Der Dokumentarfilm „Die eiserne Mauer“ zeigt eindrucksvoll die Auswirkungen der israelischen Siedlu…

Was war ausschlaggebend, diesen Film zu machen?
Die Grundlage für die Friedensverhandlungen zwischen Israel und Palästina war denkbar einfach, Israel sollte besetzte Gebiete räumen, dafür würden die Palästinenser den Friedensvertrag unterzeichnen. Doch Israel begann, Siedlungen in den Gebieten zu bauen, die für den palästinensischen Staat vorgesehen waren. Heute besetzen die Siedlungen, Kolonien und Mauern 42 Prozent der Wesbank. Die Landkarte der Westbank sieht mit all den Siedlungen und Mauern aus wie Schweizer Käse.
Ich will mit meinem Film die Menschen im Westen, in Europa und in Amerika darüber aufklären, was dort geschieht. Als wir den Film veröffentlichten, hätte ich nie gedacht, dass er so erfolgreich werden würde. Ich dachte, einige Aktivisten würden es vorführen und das war’s. Mittlerweile ist „Die Eiserne Mauer“ der am meisten verkaufte Film zum Thema Mittlerer Osten. Es wurde bisher in neun Ländern ausgestrahlt.

Hattet ihr keine Schwierigkeiten beim Dreh?
Wir hatten sehr viele Probleme. Vor allem für einen palästinensischen Filmemacher ist es nicht einfach, einen Film über die Siedlungspolitik zu machen. Wir wurden 10 bis 15 Mal verhaftet. Immer wenn wir filmen wollten, stand die israelische Polizei schon bereit, um uns zu verhaften. Schließlich haben wir die Arbeit mit zwei Filmteams fortgesetzt. Wenn eines verhaftet wurde, konnte das andere weitermachen. Wir haben uns nicht vom Filmen abbringen lassen. Als der Film fertig war, war ich sehr erleichtert.

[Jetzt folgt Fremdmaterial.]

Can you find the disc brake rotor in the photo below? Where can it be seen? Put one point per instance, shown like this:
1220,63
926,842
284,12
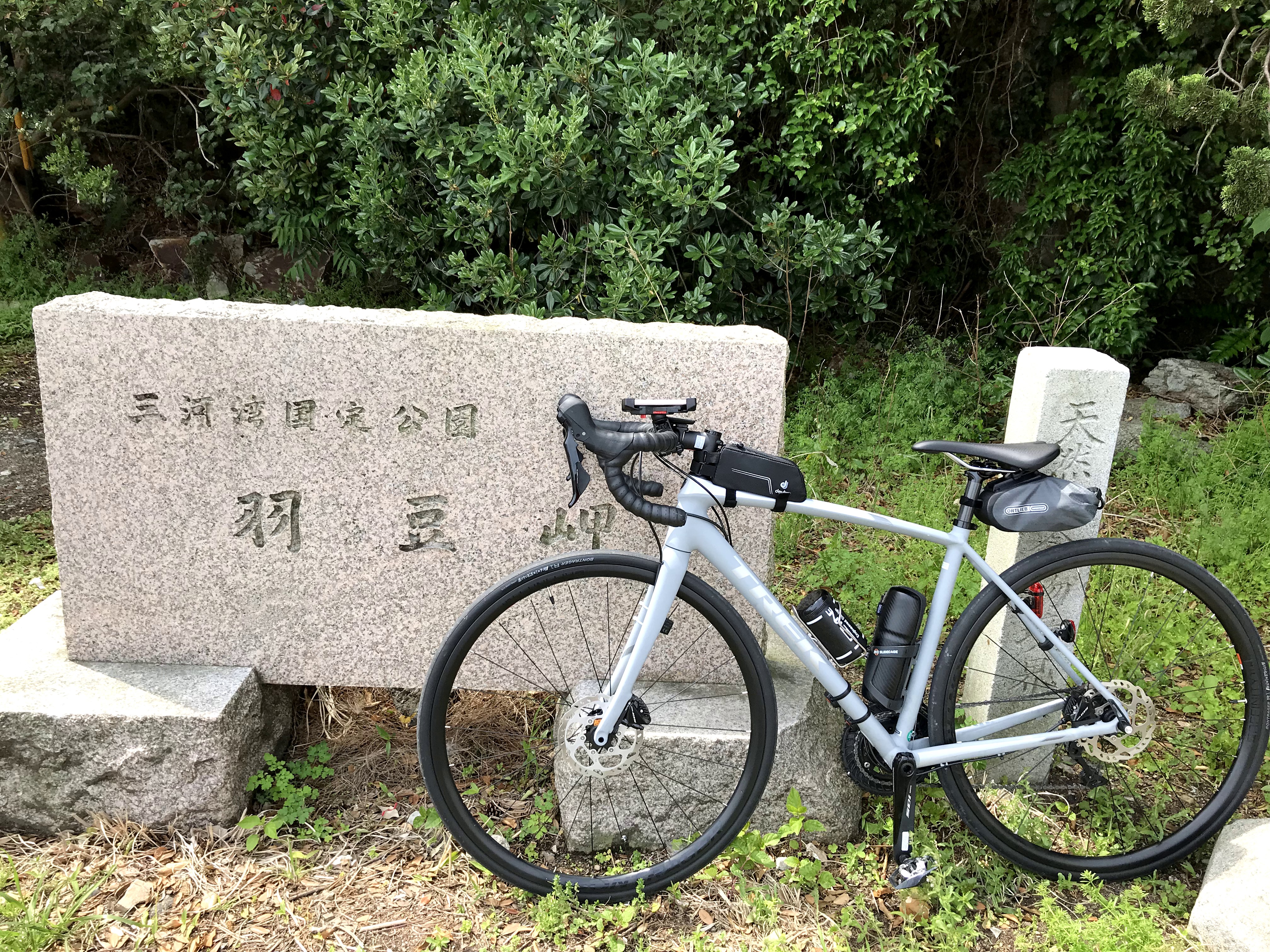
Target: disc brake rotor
1141,709
598,762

Man kann sich gar nicht vorstellen, was da passiert. Die Israelis besetzen nicht nur das Land, sie rauben auch das Wasser. Sie zerstören die Grundlage der palästinensischen Landwirtschaft. Es ist sehr hart für die Menschen, ohne Land und Wasser auszukommen. Der Siedlungsbau ist das größte Hindernis für einen Frieden. Mein Film wird das Problem nicht aus der Welt schaffen, aber nach der Veröffentlichung hat es zumindest für heftige Diskussionen gesorgt.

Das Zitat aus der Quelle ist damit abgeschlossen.